The story begins by recollecting the protagonist's first visit to the salon, lured by the Matisse Rosy Nude visible through the window. Colorful, flat, massive, and bodied, the Matisse suggests fullness, maturity, "flesh and its fall." Over time there develops the simulacrum of a relationship with Lucian, the hairdresser. He natters on about his longings for more in life than doing hair for "old dears," and she listens, asks questions, and makes suggestions when they are wanted that seem never to be followed. The shop then closes and reopens remodeled, the Rosy Nude gone and the new color scheme suggesting "dried blood and instruments of slaughter."
Other changes have occurred.
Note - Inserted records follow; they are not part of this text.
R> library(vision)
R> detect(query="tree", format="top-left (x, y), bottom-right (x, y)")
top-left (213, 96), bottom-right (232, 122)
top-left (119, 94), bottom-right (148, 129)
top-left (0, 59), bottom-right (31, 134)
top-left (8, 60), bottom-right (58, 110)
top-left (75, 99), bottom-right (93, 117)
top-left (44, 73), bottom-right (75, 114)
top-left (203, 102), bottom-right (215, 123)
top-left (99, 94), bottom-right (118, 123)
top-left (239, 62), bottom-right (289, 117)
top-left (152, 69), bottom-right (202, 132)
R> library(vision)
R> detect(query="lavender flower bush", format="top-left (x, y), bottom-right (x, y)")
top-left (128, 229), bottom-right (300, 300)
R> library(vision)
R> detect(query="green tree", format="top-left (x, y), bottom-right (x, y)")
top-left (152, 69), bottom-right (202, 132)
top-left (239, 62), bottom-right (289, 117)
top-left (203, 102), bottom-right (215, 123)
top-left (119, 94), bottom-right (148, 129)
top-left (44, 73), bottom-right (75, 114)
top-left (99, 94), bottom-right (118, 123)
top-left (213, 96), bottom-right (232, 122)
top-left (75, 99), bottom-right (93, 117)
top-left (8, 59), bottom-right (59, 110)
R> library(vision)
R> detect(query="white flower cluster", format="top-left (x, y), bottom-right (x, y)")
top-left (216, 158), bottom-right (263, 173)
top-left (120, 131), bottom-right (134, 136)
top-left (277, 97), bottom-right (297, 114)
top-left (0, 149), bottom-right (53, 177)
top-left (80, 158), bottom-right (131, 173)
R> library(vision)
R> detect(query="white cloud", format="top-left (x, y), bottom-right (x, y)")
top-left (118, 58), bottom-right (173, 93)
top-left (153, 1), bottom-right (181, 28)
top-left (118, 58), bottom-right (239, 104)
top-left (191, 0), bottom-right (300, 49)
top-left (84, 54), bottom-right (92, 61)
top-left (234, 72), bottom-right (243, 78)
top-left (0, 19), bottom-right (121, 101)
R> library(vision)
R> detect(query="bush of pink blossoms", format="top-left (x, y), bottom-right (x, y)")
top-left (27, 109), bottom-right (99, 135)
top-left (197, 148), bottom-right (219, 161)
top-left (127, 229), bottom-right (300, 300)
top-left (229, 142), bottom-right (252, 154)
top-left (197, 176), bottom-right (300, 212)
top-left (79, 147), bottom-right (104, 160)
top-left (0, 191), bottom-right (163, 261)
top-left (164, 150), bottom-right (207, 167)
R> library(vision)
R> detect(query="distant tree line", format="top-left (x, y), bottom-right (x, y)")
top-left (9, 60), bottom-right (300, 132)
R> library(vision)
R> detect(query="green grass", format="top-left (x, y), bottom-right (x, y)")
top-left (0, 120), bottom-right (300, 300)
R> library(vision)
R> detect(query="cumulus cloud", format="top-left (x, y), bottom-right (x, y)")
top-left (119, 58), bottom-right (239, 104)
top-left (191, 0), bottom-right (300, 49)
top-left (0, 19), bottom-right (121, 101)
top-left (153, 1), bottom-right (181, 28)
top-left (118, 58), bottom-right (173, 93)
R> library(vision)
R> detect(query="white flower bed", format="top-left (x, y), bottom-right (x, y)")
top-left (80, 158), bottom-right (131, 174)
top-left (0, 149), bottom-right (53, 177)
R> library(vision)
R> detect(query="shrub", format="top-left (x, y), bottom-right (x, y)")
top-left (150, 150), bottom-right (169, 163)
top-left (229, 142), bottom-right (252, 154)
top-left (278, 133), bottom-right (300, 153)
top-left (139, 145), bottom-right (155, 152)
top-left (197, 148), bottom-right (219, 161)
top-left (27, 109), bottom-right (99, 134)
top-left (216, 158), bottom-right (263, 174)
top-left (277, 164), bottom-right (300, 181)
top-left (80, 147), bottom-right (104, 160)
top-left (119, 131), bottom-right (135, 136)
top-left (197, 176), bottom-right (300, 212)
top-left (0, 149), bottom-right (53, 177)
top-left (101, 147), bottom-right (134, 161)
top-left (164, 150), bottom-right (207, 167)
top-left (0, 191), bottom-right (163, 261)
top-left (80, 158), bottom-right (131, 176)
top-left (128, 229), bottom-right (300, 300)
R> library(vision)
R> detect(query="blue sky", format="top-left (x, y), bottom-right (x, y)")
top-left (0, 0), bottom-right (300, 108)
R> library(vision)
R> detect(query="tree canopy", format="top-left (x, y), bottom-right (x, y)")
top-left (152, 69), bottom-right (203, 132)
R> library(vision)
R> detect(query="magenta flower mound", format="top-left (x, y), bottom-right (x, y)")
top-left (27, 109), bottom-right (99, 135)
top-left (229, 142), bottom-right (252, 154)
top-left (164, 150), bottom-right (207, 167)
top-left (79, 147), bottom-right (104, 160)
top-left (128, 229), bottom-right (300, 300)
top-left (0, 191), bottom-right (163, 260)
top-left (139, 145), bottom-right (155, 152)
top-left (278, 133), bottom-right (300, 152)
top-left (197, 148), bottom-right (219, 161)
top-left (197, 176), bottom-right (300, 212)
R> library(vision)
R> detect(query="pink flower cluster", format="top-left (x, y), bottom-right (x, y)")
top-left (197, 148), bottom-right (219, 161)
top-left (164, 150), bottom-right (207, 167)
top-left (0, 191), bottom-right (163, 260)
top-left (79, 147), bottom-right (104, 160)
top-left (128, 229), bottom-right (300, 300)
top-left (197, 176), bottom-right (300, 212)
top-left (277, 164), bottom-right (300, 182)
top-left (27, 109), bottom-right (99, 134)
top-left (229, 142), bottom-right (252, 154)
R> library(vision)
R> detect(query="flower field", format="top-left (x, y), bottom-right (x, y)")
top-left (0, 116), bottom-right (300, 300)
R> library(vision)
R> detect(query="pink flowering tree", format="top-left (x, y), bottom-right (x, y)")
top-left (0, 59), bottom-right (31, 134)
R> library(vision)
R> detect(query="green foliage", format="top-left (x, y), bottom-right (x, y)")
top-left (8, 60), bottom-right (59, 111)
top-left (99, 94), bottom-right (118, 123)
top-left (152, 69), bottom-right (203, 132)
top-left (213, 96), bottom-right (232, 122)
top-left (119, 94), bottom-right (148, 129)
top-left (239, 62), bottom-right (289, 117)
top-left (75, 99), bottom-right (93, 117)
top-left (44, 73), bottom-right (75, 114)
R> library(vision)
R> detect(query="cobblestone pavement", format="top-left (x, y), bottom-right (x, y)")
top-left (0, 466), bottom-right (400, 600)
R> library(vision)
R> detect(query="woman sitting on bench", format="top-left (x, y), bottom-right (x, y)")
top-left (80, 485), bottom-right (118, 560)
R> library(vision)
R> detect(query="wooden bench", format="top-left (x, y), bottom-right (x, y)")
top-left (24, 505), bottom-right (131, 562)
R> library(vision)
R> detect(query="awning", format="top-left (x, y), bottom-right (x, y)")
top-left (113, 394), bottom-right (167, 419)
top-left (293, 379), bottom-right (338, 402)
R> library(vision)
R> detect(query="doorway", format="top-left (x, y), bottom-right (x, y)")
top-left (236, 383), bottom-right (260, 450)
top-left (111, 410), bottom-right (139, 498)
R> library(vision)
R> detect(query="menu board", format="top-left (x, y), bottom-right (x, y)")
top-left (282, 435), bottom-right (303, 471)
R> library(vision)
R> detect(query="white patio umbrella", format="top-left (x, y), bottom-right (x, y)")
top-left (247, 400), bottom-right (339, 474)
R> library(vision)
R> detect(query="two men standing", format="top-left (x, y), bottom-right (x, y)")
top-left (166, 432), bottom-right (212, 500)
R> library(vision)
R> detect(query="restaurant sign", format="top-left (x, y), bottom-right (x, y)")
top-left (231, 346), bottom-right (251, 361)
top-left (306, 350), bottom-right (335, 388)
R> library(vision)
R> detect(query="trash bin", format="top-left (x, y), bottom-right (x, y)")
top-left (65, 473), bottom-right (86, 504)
The hairdresser has decided to leave his wife for his new love because his wife's ankles are too fat. Today Susannah feels a need for help with her hair, for she has an appearance to make and wants to look her best. Indifferent and inattentive, Lucian abandons her first to the mirror and then to a young woman, his assistant. Like the wife he proposes to leave, Susannah has been dropped by her hairdresser just when she needs him the most.
The climax occurs when the young woman coifs Susannah's thick chestnut hair. The do reminds her of an effect Susannah has avoided for 30 years—her mother's artificial, rigid sets produced under domed plastic hair dryers. She sees herself "turret-crowned, snake-crowned, her mother straight from the dryer." She speaks the unspeakable, saying what one never says to one's hairdresser: "It's hideous." Having become Medusa and wanting back her younger body, hair, and love, Susannah smashes all of the mirrors in the shop. She is patted and sent home, and her husband kisses her on the neck. Is the kiss a release, a triumph, or the blade of Perseus?
The title justifies itself in a psychotic break that is not realistic but mythic. No classics professor would actually throw a bottle at a mirror in her hairdresser's, no matter how much she felt like it. The plot violates Aristotelian probability, yet the story communicates the frustration and despair that demand the mythic, futile release of shattering the mirrors. With a purity of line as precise as Matisse's, Byatt's protagonist sees the banal truth—"I look like a middle aged woman with a hair-do"—but she is also the chthonic earth mother crowned with snakes. The ankles—an awkward joint once sexy, now fat and filled with fluid—bring her down to earth even as they raise a promise of sexual excitement and enticement not usually associated with Medusa.
Oddly, the best thing in the story may be the representation of Susannah's mother at the hairdresser 30 years before. Susannah herself is a new version of Jane Eyre or Virginia Woolf's Mrs. Brown—all fire and spirit on the inside, nothing visible on the outside. When a character becomes visible, when Medusa or her mother rises toward her in the mirror, she cannot bear it. It is a story of Oedipal struggle, and Susannah's unwillingness to imitate her mother, to assume her mother's life, is fought indirectly, through mirrors and in relation to men. Medusa and Athena have yet to encounter each other directly.